Introduction

The data inlcuded here comes from a project published by Urban in July 2020 that examines the relationships between built environment and health equity indicators across 72 small and medium size cities in the United States.

Variables include more standard demographic information, including population, unemployment, racial composition, renting/homeowner distribution, as well as built environment indicators like a walkability score, access to park score, and access to healthy food score (all scaled from 1-100). Additional categorical variables include city types, like Center City, Small Rural, Suburban City, or County (which in this data set accounts only for Arlington County, VA) and regions of the United States: Northeast, South, Midwest, and West.

library(tidyverse)
library(skimr)
library(readxl)
library(janitor) 
library(GGally)
library(patchwork)
library(wesanderson)
data_url <- "https://urban-data-catalog.s3.amazonaws.com/drupal-root-live/2020/07/13/Built%20Environment%20Health%20Equity%20Data%20Table.xlsx"
download.file(data_url, destfile = "urban_built_env_data.xlsx")

data_initial <- read_excel("urban_built_env_data.xlsx", 
                           sheet = "City data", range = "A2:BI72")

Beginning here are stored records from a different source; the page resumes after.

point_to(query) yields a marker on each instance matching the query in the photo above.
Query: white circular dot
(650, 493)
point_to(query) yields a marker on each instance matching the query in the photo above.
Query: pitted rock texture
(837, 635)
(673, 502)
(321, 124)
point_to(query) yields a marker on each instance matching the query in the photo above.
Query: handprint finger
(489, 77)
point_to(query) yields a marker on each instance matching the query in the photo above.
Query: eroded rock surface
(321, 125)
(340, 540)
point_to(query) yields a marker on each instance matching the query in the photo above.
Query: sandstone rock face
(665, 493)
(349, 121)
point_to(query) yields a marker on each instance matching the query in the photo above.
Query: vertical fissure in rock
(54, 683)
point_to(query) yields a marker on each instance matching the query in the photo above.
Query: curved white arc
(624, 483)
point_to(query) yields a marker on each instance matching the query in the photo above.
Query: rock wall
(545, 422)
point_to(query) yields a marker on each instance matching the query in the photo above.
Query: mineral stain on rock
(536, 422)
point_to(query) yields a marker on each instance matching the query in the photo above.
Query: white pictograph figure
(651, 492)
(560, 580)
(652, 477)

data_initial <- clean_names(data_initial)
write_csv(data_initial, "urban_health_env.csv")
not_numeric <- c("city", "region", "city_type", "metro_area", "population_trend")

data <- data_initial %>% 
  mutate(across(-not_numeric, as.numeric))

region_names = c("Midwest", "Northeast", "South", "West")
population_trend_names = c("Growing", "Losing Population", "Plateau")
city_type_names_all = c("Center City" , "Suburban City" , "Small Rural" , "County", "Center city" , "Small rural" , "suburban City")

data<- data %>% 
  mutate(region = factor(region, levels = region_names),
         population_trend = factor(population_trend, levels = population_trend_names),
         city_type = factor(city_type, levels = city_type_names_all))

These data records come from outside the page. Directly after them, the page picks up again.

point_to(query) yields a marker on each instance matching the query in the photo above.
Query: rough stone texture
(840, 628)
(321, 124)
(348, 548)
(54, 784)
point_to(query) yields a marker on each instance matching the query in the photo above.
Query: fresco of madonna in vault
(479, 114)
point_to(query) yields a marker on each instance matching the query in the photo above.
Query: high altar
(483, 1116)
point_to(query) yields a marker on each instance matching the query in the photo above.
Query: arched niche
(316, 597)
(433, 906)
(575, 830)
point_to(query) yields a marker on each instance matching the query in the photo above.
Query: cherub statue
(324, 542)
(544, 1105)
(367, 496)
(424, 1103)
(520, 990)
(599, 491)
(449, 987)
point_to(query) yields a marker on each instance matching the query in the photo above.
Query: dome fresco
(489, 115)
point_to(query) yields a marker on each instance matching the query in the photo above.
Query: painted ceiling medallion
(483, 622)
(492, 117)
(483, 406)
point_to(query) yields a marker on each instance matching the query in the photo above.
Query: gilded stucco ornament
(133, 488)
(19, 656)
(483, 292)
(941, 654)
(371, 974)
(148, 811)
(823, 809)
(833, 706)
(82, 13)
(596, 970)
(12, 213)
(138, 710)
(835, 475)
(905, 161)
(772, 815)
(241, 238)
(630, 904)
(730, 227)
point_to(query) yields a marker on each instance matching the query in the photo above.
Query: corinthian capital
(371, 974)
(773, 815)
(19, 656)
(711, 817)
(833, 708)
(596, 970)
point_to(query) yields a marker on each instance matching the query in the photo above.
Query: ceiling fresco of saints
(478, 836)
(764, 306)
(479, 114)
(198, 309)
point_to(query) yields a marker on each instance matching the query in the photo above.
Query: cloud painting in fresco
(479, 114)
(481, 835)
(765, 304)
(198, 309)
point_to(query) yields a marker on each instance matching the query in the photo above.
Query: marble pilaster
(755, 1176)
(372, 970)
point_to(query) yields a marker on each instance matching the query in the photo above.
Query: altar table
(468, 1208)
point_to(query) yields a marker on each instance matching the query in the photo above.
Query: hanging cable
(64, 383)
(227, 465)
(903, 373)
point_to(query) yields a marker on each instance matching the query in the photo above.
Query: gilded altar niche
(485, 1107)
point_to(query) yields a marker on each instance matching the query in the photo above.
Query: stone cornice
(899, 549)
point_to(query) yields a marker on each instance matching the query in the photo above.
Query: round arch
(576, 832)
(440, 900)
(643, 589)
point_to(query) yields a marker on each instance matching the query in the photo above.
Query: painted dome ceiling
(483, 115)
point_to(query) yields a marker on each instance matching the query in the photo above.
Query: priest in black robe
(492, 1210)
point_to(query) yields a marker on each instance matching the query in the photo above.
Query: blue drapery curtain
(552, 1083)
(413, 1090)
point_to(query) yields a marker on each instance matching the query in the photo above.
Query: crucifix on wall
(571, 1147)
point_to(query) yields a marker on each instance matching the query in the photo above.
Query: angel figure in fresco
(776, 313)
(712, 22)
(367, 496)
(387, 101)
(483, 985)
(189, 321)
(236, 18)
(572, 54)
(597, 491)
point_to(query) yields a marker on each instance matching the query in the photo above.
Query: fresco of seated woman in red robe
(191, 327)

city_type_names = c("Center City" , "Suburban City" , "Small Rural" , "County", "Center City" , "Small Rural" , "Suburban City")

data<-data %>% 
  mutate(city_type = factor(city_type, labels = city_type_names))

data<-data %>% 
  mutate(access_to_healthy_foods = (limited_access_to_healthy_foods-100)*-1)

data<-data %>% 
  mutate(average_ease_of_commute = (average_travel_time_to_work_all - 40)*-1)

First Glimpse at the Data

To gain a basic understanding of this data set with so many different interesting variables to investigate, I began my analysis with a correlelogram. This figure shows the associations between the following variables: Walkability Score, Ease of Commute, Transportation Affordability, Park Access, Access to Healthy Foods, and Proportion of Renters.

At first glance, we can recognize a number of these relationships plainly make sense (i.e. More walkable cities should be highly associated with increased access to health foods). However, it’s interesting that people in cities with lower walkability scores have an increased ease commuting. Do some cities support more human scale commuting (like walking or biking) better than others?

City Characteristics

Region

Considering that cities in the Eastern United States are generally older than cities in the West (as many were constructed before the widescale adoption of the car), it may be interesting to investigate differences across regions. In this figure, we decompose the original correlelogram into four geographical regions: Northeast, South, West, and Midwest. We might assume that the oldest cities are in the Northeast and South.

When graphing these plots, we see little no association between walkability and ease of commute in the Northeast. So perhaps proxying the city’s likelihood to be built at more of a human scale by region does not hold; or possibly that assumption does not hold for the cities included in this data set. So, let’s look at what types of cities are in each region.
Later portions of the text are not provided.